In February 2020, the Clause 6 Committee constituted by the Ministry of Home Affairs (MHA) had submitted a slew of recommendations pertaining to Constitutional, legislative and administrative safeguards for the interests and culture of Assamese people. The 14-member high-powered Committee had been constituted in July 2019 and had been given six months to submit its report, which it did just days before the deadline.
This Report of the Committee on Implementation of Clause 6 of the Assam Accord was however not made public at that time. Then, six months later, some members of the panel including Arunachal Pradesh Advocate General Nilay Dutta and three members of the All Assam Students Union (AASU) released the report independently.
As per the report, what is key to the Committee’s recommendations is a series of amendments to Article 371 B. The report says, “The Committee is of the opinion that to give full effect to its Recommendations, as stated hereinbelow, several Constitutional and legislative amendments will be necessitated. The existing Article 371-B in the Constitution of India will need to be amended.”
The meeting on September 20, was attended by Chief Minister Sarbananda Sonowal, State minister and North Eastern Democratic Alliance (NEDA) convenor Himanta Biswa Sarma, Union Home Secretary Ajay Kumar Bhalla, Joint Secretary (North-east) Satyendra Garg, and Assam Chief Secretary Kumar Sanjay Krishna, among others. They discussed the future course of action on implementation of the Clause 6 report, grant of Scheduled Tribe status to six communities, implementation of the Bodo Accord and the vital NRC issue, among others.
Speaking to media persons after the meeting, Himanta Biswa Sarma said that since the Clause 6 Committee Report has contents that may require legal amendments, the Union Home Minister has instructed the Chief Minister that the State government should have the report examined by legal experts and determine if there is any need for amendments, and then advise the Centre accordingly.
“The Home Minister does not want the report with legal defects which then may have to be sent back to the State. He wants that the committee’s report should be examined by Constitutional experts so as to ensure that there are no legal lacunae. In future, if the report is stalled because of legal lacunae a wrong signal will go to the people of Assam,” said Sarma.
However, here arises an interesting question. The Committee on implementation of Clause 6 of Assam Accord comprised legal experts like Biplab Kumar Sharma (former Judge, Gauhati High court), Ramesh Barpatragohain (Advocate General of Assam), Nilay Dutta (Advocate General of Arunachal Pradesh), Shantanu Bharali (Legal Advisor to the Chief Minister of Assam) among others.

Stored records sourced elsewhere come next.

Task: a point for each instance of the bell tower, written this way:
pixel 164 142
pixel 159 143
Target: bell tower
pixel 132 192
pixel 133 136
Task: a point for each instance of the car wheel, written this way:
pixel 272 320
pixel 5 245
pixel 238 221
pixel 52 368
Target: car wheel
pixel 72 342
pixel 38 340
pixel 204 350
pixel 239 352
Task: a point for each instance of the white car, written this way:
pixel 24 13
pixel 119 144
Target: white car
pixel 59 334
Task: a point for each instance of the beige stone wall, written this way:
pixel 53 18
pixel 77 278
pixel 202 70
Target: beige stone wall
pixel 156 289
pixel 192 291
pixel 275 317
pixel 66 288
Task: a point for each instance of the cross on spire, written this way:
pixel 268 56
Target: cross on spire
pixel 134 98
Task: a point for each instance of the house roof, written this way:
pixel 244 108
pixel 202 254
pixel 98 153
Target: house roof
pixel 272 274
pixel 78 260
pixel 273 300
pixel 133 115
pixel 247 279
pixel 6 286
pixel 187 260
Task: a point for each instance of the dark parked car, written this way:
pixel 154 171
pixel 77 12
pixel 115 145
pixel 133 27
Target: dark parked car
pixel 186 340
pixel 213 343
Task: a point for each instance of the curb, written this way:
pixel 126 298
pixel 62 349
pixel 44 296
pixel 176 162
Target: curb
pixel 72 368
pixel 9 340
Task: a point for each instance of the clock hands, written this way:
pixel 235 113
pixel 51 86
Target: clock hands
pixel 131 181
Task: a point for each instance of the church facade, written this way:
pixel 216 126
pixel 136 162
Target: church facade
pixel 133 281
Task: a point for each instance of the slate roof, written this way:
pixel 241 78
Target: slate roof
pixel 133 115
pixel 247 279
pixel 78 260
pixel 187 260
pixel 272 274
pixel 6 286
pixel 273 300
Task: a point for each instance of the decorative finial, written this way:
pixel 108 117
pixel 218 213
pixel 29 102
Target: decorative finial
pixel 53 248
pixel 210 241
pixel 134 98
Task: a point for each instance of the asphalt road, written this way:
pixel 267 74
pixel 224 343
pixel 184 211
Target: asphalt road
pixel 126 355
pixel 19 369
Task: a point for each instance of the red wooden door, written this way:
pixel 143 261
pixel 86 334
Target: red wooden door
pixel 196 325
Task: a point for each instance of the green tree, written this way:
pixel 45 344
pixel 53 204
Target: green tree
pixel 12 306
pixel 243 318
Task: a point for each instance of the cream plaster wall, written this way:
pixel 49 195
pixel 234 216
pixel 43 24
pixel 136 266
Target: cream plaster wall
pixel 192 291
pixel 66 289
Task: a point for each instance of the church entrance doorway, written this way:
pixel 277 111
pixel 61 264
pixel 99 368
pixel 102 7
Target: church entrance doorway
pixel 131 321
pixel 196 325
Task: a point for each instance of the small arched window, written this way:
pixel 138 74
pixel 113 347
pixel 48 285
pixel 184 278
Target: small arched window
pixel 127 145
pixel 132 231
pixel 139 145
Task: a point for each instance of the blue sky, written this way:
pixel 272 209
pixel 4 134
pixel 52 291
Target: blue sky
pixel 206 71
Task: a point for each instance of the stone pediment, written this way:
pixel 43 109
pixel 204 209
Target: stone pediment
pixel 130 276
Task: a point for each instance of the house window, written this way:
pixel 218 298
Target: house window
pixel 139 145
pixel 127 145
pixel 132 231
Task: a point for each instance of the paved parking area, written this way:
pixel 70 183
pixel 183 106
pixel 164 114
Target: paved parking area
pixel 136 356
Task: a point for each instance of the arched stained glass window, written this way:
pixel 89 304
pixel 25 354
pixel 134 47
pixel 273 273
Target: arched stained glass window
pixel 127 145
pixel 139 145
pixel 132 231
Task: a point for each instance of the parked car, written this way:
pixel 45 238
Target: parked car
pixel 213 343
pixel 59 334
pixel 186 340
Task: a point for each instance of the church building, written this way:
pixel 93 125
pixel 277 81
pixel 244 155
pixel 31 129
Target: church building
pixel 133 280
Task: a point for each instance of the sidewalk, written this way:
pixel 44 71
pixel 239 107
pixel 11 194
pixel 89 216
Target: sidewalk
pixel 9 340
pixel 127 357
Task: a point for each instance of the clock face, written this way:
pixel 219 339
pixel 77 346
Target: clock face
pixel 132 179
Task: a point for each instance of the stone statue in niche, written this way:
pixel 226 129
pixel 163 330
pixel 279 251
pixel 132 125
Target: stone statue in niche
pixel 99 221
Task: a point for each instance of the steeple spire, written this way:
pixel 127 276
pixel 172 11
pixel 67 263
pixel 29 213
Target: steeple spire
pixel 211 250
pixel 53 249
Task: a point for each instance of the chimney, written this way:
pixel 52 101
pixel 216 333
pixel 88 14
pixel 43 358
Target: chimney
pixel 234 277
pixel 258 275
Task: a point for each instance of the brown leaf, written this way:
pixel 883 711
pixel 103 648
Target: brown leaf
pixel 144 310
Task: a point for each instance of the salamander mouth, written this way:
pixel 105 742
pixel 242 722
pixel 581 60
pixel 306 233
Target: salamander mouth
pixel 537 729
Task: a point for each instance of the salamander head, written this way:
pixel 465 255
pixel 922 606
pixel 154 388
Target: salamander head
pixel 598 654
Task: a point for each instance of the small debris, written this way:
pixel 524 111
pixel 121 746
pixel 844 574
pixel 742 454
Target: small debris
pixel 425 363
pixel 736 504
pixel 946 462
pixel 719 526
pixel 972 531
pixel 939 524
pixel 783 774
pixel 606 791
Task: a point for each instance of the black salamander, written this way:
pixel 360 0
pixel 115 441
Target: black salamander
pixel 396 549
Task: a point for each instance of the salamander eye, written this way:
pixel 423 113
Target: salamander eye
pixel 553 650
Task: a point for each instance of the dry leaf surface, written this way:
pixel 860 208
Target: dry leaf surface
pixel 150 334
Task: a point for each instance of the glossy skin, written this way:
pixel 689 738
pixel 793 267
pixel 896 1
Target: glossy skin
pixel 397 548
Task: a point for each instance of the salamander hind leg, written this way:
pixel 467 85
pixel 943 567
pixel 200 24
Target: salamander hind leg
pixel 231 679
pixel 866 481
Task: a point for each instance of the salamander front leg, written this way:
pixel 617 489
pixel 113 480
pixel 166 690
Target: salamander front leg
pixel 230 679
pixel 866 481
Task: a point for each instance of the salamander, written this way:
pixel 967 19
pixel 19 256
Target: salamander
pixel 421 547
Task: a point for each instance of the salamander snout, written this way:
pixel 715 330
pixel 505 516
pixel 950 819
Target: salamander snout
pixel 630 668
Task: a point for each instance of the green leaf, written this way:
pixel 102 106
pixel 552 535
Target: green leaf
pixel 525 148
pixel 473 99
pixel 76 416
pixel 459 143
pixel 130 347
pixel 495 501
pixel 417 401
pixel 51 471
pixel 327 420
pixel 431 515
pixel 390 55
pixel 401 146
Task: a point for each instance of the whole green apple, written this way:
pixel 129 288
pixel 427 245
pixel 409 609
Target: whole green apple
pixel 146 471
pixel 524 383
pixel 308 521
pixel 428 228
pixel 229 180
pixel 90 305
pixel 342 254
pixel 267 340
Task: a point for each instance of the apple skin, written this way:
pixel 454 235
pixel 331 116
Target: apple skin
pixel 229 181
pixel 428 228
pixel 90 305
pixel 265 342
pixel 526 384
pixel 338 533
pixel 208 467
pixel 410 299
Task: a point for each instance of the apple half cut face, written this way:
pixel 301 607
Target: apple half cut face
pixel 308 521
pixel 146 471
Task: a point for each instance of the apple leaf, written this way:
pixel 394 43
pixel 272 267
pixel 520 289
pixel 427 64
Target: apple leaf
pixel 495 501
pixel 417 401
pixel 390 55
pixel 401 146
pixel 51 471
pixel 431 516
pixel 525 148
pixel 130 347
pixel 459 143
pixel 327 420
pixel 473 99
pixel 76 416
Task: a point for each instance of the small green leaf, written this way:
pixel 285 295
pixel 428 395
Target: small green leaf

If the recommendation of such esteemed legal experts requires another round of review, then what was the necessity for inclusion of such legal experts to the committee in the first place? It is alleged that this review is simply an eye wash to placate Bengali Hindus, the core support base of BJP as they have revolted against the report.
Responding to this, Dr Akhil Ranjan Dutta, Head of the Department, Political Science, Gauhati University, said, “For me the suggestion given by the Union Home Minister to Assam Chief Minister to get the Clause 6 Committee Report 2020 examined by legal experts is rather ironic. The Report has been prepared by a Committee where there are two Advocate Generals of two state governments apart from a High Court Justice (Rtd.) as the Chairperson. Now, how do the legal experts nominated by the State Government examine it? Will it be examined by Constitutional experts? If it is by Constitutional Experts then it is a bit reasonable as they may bring in questions like how do reservations of various kinds up to 80% based on 1951 as the cut off year even for recruitment in the private sector conform to the very premises of universal citizenship.”
Dr Dutta added, “But, more important is the sustainability of the propositions in political and social terms? Will these propositions of reservation up to 80% in all representational bodies contribute towards social harmony and peace that propose to deprive the streams of citizens and their descendants of the period between 1951-71 from constitutional and other safeguards? I am raising these questions for debates and discussions. I am neither endorsing nor rejecting the proposals.”